Neil Marshall sure knows how to get your attention. Mere minutes into The Descent, he’ll have made you jump half out your seat, sent your popcorn cascading ceilingward and left nervous titters bubbling around the theatre. Here’s a man who truly, deeply, horribly knows his horror. Welding a fanboy mentality to a masterful grasp of genre-filmmaking, Marshall goes all-out to disturb, upset and downright terrify his audience for a relentless 100-odd minutes, pausing only occasionally to allow us the odd twitchy laugh or indulge in bit of visual-reference in-jokery (Aliens and Carrie are just two of the more obvious homaged movies).

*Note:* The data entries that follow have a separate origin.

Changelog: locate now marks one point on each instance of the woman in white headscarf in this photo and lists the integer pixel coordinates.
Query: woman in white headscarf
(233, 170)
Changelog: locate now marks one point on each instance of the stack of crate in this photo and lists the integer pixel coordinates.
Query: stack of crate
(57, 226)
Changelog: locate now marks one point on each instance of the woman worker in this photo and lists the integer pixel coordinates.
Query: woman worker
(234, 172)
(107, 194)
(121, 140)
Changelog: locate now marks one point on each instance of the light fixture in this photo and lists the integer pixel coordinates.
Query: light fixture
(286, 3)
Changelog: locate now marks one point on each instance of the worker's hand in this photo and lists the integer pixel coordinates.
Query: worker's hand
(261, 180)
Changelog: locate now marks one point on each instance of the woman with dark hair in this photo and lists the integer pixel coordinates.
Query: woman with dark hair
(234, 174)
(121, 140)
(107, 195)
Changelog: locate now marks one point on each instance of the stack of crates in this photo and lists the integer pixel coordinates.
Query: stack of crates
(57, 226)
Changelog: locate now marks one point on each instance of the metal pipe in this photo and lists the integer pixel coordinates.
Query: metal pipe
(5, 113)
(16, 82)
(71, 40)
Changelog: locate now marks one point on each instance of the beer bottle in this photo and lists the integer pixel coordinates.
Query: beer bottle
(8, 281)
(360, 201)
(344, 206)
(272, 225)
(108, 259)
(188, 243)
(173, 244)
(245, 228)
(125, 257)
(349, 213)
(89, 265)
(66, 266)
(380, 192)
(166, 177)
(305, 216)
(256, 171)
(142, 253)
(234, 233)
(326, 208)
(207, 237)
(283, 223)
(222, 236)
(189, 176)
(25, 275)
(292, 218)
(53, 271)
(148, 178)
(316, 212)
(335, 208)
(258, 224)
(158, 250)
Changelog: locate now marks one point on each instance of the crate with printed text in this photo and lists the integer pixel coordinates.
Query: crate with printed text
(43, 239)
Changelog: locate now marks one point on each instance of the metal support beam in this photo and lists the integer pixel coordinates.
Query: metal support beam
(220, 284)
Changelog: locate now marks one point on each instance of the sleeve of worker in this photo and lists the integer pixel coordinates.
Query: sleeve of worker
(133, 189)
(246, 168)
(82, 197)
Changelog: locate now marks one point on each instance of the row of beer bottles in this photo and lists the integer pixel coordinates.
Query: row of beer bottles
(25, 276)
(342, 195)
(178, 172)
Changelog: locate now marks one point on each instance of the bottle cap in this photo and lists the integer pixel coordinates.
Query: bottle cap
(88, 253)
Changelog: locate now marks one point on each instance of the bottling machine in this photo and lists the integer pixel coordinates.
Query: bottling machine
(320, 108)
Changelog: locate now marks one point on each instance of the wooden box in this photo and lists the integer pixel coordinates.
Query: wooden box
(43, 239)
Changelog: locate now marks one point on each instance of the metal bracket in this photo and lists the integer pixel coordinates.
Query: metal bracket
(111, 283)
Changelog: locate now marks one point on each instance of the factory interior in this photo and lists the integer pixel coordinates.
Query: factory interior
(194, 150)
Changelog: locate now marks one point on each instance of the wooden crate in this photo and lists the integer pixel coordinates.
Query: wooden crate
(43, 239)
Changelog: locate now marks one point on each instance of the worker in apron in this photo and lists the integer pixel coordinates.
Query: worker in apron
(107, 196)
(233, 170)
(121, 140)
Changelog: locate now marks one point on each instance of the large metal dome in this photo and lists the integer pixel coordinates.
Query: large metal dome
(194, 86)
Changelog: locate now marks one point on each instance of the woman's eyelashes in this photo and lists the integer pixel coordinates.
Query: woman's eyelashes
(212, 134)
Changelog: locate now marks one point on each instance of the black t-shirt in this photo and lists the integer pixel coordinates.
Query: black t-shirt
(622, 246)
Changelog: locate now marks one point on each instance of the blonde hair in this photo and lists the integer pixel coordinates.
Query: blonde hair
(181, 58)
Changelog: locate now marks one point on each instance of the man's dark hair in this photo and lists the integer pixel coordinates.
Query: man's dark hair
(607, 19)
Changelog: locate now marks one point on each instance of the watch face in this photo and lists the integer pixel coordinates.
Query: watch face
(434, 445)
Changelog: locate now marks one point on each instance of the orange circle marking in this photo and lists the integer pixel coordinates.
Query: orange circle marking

The Geordie shockmeister first got our attention back in 2002 with his gruey, boisterous squaddies-versus-werewolves debut Dog Soldiers. Scrappy and shoestringy it may have been, but it marked Marshall out as a British talent to keep our beadies on. The Descent represents a logical progression. It’s bigger-budget (or, at least, it looks it), better-looking, far scarier and will, no doubt fling small-fish Marshall into a much bigger pond – one ringed with tinsel.
Much of The Descent’s success is due to the beautiful economy of the concept: six girls, one cave and a whole lotta pain. The subterranean setting is conducive to horror and Marshall grinds every last wince out of it. Even before the screams begin and the bones start snapping, the claustrophobia will get you, with the women elbowing and puffing their way through cheese-press tunnels, their hardhats scraping disconcertingly against stone, the rockdust snaking through the dank, stale air in the torchlight… And once we’re all down in the dark, we’re down there for the rest of the movie. There’s no respite, no moment to sit back and breathe easy.
Thankfully, Marshall’s inventive enough to make this work for, rather than against him. Some scenes are lit by the eerie crimson glow of a flare, others washed in the green of a glowstick, while in a few we can only see through the fuzzy, black-and-white nightsight of a camcorder. And when there’s no light at all, he lets his creepy sound-design do all the dirty work.
Naturally there’s far more to this than the vacation-gone-wrong set-up. For a start, there’s the strained character dynamics, played out effectively by the cast as Sarah’s (Macdonald) mental state becomes worryingly fragile, while Juno’s (Mendoza) ballsiness soon teeters into recklessness. Then, even worse there’s… Well, it’s probably best we don’t go there. The less you know, the more you’ll enjoy. If, of course, being scared shitless is what you consider enjoyable.